Who This Helps
This is for product managers who are tired of hearing "we need more data" every time they propose a feature. You have questions about what customers really want, what competitors are doing, and where the market is going. You need to turn those questions into decisions that get a thumbs-up from your boss, your team, and the execs.
The Market Intelligence & Positioning course is built for exactly this. It gives you a repeatable way to cut through noise and make calls that stick.
Mini Case
Meet Zaid. He's a product manager at a mid-size SaaS company. His team was stuck on a big question: should we build a new integration or double down on our existing features?
Zaid ran a Signal Landscape Scan (a mission in the course) and found that 12% of his target accounts were actively searching for that integration. That tiny number was the signal he needed. He presented the data to his VP, who approved the project in one meeting. No more back-and-forth.
Do This Now (5 Steps)
- Pick one product question you're stuck on. Write it down. For example: "Should we add a mobile app?"
- Run a quick competitor claim audit. List what your top three competitors say about mobile. Are they just talking, or do they have real traction? The Competitor Claim Audit mission helps you separate evidence from hype.
- Find your ICP wedge. Choose one customer segment where the answer to your question is a clear yes. The ICP Wedge Choice mission gives you a framework to pick the right one.
- Build a positioning grid. Compare your options side by side using criteria like customer need, effort, and revenue potential. The Positioning Grid mission makes this easy.

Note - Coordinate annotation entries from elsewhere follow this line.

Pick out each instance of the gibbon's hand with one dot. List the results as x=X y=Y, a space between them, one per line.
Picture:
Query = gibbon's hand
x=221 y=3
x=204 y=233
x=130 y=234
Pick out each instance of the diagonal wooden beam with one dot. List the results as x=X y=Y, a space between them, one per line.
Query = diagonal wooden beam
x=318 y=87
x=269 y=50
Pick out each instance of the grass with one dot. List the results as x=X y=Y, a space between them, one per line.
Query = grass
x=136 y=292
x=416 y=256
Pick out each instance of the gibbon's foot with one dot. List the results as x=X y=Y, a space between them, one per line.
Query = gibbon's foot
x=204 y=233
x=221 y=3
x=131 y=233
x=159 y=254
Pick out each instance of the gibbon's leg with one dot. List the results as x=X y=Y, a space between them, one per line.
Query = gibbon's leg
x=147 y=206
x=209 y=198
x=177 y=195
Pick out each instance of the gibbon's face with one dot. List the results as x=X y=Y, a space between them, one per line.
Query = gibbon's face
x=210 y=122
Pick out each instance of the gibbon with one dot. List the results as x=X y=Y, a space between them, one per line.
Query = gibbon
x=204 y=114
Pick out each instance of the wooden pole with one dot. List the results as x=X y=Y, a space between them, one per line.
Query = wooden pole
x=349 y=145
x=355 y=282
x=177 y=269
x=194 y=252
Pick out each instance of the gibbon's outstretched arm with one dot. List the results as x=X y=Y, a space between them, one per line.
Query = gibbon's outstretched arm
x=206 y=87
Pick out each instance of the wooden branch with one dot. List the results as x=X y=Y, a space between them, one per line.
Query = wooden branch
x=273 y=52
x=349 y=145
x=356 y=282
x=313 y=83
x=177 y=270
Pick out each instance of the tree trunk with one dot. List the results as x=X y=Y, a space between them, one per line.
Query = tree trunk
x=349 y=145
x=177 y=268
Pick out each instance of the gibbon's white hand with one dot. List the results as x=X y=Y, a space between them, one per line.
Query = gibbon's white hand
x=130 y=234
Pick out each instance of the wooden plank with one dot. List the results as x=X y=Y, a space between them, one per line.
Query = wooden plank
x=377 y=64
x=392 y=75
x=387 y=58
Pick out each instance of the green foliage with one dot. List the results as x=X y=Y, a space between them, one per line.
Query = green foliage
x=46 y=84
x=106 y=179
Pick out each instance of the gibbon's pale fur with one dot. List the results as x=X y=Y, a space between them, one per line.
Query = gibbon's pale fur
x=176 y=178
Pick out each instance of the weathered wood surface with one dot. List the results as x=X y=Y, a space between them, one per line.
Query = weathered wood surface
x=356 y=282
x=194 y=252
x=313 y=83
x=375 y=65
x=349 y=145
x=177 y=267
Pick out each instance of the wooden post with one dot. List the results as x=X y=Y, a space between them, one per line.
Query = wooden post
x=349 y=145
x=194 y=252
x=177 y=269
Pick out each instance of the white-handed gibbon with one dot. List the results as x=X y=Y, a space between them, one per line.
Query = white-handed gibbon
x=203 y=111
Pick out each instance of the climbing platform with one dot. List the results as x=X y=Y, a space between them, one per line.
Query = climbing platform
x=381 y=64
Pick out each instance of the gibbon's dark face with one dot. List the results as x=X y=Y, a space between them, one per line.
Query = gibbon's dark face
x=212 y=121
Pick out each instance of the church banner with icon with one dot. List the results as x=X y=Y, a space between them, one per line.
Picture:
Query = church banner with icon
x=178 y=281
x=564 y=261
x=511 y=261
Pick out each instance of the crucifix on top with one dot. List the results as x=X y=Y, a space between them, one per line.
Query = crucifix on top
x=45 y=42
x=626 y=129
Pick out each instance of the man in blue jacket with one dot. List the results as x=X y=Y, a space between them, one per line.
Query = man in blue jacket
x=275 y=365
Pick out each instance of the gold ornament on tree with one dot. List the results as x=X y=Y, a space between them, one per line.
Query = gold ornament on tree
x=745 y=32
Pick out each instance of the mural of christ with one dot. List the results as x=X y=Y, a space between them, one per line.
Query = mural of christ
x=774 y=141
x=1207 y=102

- Write a one-page positioning statement. Summarize your decision, the evidence, and the expected outcome. This becomes your artifact to share with stakeholders.
Avoid These Traps
- Don't try to answer every question at once. Focus on one decision per cycle. You'll move faster and get clearer results.

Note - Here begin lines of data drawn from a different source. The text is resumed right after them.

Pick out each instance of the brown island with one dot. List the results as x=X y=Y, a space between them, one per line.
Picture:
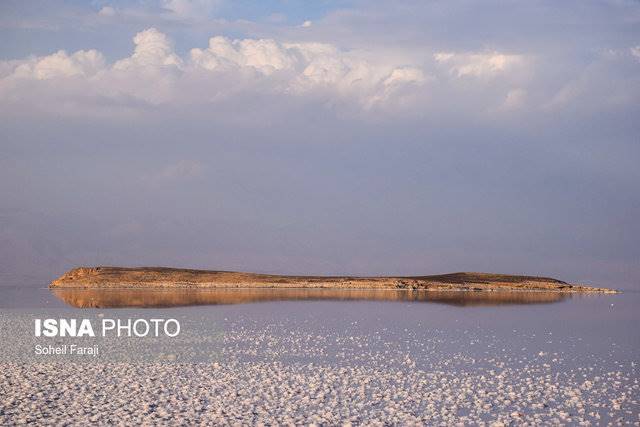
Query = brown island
x=171 y=278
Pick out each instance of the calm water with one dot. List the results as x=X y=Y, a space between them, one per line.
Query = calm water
x=603 y=325
x=396 y=356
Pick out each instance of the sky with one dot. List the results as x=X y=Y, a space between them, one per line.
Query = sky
x=321 y=137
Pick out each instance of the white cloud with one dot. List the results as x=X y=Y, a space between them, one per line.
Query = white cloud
x=486 y=64
x=154 y=74
x=153 y=49
x=60 y=64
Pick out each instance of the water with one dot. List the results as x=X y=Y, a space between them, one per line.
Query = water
x=544 y=357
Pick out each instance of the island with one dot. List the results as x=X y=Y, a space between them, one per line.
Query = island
x=168 y=278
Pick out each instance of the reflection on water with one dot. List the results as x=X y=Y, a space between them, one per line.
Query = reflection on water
x=152 y=298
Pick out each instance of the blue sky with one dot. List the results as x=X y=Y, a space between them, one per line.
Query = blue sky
x=321 y=137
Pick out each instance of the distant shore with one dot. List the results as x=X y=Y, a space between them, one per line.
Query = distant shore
x=166 y=278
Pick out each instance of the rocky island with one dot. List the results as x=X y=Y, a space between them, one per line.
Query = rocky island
x=167 y=278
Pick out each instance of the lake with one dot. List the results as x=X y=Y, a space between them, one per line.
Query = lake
x=332 y=356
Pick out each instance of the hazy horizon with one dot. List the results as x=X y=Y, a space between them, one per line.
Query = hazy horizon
x=331 y=138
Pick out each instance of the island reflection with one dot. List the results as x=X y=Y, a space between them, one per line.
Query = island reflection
x=162 y=298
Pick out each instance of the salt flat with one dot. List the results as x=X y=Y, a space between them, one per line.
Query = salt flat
x=329 y=362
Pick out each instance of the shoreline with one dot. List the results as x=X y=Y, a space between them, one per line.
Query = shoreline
x=162 y=278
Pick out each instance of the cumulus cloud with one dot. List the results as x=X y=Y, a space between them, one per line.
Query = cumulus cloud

- Don't ignore competitor noise. But don't let it drive your strategy. Use the claim audit to filter out what matters.
- Don't skip the evidence cut. The Win-Loss Evidence Cut mission helps you validate your assumptions before you present.

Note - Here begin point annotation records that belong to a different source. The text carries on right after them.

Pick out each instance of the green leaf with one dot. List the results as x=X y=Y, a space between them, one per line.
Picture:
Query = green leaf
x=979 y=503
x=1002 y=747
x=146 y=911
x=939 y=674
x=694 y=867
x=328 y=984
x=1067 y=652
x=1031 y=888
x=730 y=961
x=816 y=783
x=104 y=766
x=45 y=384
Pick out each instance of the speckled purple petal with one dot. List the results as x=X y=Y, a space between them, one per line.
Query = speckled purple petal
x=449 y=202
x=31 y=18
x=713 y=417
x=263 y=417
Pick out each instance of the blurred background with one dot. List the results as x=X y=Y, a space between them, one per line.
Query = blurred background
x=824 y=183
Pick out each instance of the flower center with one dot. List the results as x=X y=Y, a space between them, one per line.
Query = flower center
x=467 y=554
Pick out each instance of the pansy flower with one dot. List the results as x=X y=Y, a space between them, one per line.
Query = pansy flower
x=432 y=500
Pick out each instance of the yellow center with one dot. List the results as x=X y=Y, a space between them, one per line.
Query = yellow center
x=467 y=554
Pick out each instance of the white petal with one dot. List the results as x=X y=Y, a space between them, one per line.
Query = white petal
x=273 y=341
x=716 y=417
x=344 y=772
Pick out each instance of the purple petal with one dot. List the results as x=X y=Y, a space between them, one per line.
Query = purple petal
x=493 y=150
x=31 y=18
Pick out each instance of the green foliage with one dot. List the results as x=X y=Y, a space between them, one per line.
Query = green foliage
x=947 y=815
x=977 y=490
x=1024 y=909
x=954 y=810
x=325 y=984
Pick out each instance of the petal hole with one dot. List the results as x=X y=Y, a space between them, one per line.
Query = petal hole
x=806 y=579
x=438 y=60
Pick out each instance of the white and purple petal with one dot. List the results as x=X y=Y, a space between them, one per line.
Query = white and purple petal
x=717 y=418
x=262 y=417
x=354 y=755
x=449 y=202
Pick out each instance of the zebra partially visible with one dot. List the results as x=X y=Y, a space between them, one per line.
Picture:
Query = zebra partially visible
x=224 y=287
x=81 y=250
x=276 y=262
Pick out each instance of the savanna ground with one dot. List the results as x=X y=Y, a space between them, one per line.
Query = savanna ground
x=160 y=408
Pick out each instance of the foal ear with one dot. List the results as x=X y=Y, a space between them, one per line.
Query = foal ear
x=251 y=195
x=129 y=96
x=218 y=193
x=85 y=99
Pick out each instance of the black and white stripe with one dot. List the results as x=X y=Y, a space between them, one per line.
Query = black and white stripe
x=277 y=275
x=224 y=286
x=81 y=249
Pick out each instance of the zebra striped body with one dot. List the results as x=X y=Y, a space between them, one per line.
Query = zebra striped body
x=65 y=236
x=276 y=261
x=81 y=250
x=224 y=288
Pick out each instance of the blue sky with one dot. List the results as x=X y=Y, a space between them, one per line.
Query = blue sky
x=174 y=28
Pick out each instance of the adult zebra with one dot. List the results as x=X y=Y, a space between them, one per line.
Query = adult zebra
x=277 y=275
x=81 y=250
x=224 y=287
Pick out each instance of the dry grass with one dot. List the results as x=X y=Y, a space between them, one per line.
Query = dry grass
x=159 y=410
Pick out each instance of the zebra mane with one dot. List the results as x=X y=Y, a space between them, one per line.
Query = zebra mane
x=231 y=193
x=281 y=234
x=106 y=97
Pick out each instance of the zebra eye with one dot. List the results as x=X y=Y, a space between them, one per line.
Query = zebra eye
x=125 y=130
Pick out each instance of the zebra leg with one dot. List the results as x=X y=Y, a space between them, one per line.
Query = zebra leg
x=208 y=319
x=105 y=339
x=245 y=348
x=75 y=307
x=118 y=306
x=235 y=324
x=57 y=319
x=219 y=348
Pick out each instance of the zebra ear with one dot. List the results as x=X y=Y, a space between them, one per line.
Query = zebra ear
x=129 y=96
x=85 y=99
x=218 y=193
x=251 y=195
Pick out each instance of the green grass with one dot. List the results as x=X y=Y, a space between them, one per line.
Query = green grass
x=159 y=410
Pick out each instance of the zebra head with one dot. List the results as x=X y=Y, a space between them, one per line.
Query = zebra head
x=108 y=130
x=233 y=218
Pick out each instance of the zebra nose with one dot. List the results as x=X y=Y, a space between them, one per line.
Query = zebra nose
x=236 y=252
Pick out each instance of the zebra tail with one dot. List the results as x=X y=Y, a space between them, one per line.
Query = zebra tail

- Don't overcomplicate your positioning statement. Keep it to one page. Stakeholders love brevity.
Your Win by Friday
By Friday, you'll have one product question turned into a decision backed by real evidence. You'll have a one-page positioning artifact that your stakeholders can read in two minutes and approve in five. No more guessing. No more stalled projects. Just clear, measurable decisions that move your product forward.
And honestly? That feels pretty good. Like finally finding the right key for a sticky lock.